Construida 50 pies bajo tierra, la nueva biblioteca de la Universidad de Chicago pondrá en práctica lo que llaman el Automatic storage and retrieval system (ASRS), o “sistema automático de almacenaje y recuperación,” mecanismo que activa un brazo robótico que procesa tu pedido y lo trae en cinco minutos. Almacenerá de 3 a 5 millones de impresos.

La biblioteca lleva el nombre de Joe y Rita Mansueto, exestudiantes de UC, que han donado 25 millones de dólares para construirla. Joe, CEO de Mornigstar, obtuvo su MBA en Chicago,  y se dedicó a la inversión, la investigación financiera y la información. Rita trabajaba en el área de informática de la empresa.
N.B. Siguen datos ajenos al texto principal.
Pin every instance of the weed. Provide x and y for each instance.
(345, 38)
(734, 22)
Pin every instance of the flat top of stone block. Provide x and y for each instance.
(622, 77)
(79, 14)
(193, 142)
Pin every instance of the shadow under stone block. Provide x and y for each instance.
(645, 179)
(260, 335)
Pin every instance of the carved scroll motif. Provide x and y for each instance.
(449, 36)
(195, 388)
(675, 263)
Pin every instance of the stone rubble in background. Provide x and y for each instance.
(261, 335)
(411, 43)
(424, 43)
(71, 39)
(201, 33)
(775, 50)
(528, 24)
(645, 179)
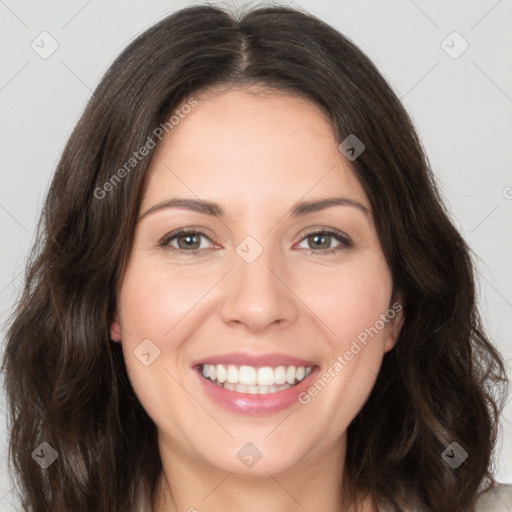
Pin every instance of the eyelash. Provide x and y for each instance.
(345, 242)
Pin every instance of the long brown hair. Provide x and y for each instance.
(66, 381)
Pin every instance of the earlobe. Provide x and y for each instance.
(115, 328)
(395, 327)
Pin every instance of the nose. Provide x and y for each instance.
(259, 294)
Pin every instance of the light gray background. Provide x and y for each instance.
(462, 108)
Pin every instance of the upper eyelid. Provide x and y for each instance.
(320, 229)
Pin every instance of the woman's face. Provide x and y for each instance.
(258, 289)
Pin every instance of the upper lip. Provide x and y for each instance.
(256, 360)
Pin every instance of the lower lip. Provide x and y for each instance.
(257, 404)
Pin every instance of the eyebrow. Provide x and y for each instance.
(215, 210)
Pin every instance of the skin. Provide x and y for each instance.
(255, 153)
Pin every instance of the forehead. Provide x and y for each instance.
(247, 145)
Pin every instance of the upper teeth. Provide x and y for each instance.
(251, 376)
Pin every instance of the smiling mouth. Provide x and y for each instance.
(254, 380)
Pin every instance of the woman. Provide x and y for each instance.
(248, 294)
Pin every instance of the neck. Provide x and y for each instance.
(192, 485)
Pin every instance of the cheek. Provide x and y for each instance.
(350, 299)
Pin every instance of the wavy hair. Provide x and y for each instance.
(66, 381)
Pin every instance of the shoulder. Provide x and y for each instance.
(497, 499)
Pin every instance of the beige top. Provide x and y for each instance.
(498, 499)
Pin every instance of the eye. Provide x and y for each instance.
(321, 241)
(187, 240)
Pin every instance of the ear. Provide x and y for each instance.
(115, 328)
(396, 317)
En inglés, si eres muy rico tienes un serio problema: es muy difícil regalar tu dinero, aun si quieres hacerlo. Después de ser rector de la Universidad de Brown, Vartan Gregorian fue nombrado presidente de la Fundación Carnegie; a poco, recibió una llamada de Bill Gates pidiéndole lo asesorara en el arte de donar. Gates había regalado millones sin mayores consecuencias, pero como es un tío listo se dió cuenta de que no sabía hacerlo. Bill estaba seguro de que Vartan lo ayudaría a regalar su fortuna. Lo convenció de que debía donarla a los estudiantes más pobres, requeridos de ayuda para ingresar a la Universidad. Esta pequeña fábula, improbable en español, lleva moraleja: Nadie ha donado más dinero a los que quieren educarse.

Una vez, en Lima, me tocó ser director interino de la Biblioteca Nacional, pero pronto entendí que nada tenía el cargo de literario. Las dos sesiones que tuve con el personal fueron para presupuestar la reparación de unos baños estropeados por el último terremoto, y para comprar escobas y mantener presentable el recinto. Las bibliotecas, aprendí, no requieren de escritores ni mucho menos de figurones para dirigirlas, sino de bibliotecarios profesionales y veraces, capaces de asumir anónimamente su tarea. A nuestras bibliotecas les sobra simbolismo y les falta un patronato que las provea de escobas.